Tuesday, August 05, 2008

Greenspan on the sub-prime crisis

How to deal with asset bubbles? At the policy level, Alan Greenspan's view is: not much. If central banks act to fend off bubbles, they risk derailing growth. The best they can do is manage the problems that arise when a bubble bursts.

In an article in FT, Greenspan seems to suggest that firms do not have much of a choice but to ride the bubble. Not to do is to lose market share.

A financial crisis is heralded, in fact defined, by sharp discontinuities of asset prices. The crisis must thus be unanticipated. The fact that risk was heavily underpriced for much of this decade was broadly recognised in the financial community, but the timing of the sharp price correction was nonetheless a surprise.

Recent history is replete with such underpricing persisting for years. Those market players who withdraw from “long” commitments at the first sign of an excess of exuberance, risk losing market share. They thus continue “to dance” as Chuck Prince, the former Citigroup chairman put it, but always assume they will have time to exit the markets. The vast majority invariably fail. When the current crisis emerged, it was assumed that the weak links would be unregulated hedge and private funds. The losses, however, have been predominately in the most heavily regulated institutions – banks.

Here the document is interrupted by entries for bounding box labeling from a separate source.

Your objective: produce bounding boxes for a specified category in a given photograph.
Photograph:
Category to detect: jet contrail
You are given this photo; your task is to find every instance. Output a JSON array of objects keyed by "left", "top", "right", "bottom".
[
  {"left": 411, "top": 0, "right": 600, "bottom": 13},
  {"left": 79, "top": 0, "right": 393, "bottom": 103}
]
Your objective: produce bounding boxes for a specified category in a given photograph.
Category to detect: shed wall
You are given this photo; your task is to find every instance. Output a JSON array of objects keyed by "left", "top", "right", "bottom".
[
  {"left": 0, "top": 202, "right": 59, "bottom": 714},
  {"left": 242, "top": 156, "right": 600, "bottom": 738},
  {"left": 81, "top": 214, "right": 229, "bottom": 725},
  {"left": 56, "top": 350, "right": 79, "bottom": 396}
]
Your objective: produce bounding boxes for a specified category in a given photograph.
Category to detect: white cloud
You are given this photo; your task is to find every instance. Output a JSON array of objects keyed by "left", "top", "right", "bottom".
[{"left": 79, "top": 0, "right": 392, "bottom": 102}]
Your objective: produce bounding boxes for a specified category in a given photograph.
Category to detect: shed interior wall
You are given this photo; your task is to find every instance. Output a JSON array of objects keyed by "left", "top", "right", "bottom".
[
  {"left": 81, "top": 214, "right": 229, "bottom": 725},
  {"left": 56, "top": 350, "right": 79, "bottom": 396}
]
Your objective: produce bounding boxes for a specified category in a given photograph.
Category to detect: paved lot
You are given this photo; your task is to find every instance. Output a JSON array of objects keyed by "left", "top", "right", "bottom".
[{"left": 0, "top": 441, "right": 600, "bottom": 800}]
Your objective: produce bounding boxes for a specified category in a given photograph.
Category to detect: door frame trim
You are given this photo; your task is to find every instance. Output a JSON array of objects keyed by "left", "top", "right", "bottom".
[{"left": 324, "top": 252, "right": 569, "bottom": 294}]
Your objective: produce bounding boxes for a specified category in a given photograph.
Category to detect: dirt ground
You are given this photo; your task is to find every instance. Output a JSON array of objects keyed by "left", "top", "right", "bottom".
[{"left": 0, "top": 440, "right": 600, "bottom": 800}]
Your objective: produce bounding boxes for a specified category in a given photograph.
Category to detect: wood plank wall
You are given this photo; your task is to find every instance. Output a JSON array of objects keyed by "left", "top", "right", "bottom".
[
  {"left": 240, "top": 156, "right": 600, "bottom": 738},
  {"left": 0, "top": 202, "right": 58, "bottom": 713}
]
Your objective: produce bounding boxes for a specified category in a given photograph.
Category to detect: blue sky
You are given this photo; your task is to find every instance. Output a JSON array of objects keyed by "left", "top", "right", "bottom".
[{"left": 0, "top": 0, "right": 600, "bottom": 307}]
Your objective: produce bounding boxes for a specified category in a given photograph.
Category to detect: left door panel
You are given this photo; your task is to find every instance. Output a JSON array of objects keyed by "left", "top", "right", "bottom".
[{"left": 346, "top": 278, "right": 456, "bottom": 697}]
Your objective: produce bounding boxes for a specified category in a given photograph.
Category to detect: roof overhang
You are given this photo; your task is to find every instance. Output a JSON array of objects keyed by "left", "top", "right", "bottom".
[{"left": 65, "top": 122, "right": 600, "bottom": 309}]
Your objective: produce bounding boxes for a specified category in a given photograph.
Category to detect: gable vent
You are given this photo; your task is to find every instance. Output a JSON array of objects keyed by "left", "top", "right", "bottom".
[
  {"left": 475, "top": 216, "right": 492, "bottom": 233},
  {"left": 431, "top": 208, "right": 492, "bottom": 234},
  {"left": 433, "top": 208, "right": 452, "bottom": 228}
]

We see this happening all the time . No fund manager wants to exit the stock market in a hurry; banks are reluctant to switch off the lending tap; investment banks' proprietary trading desks are reluctant to forgo long positions. This is fine as long as the institutions concerned do not pose systemic risk when they fail. That is not the case in the sub-prime crisis. As Greenspan points out, banks are the biggest losers and this is what is creating problems for the world economy. It's hard to see how we can regulate banks with a lighter hand after the recent experience.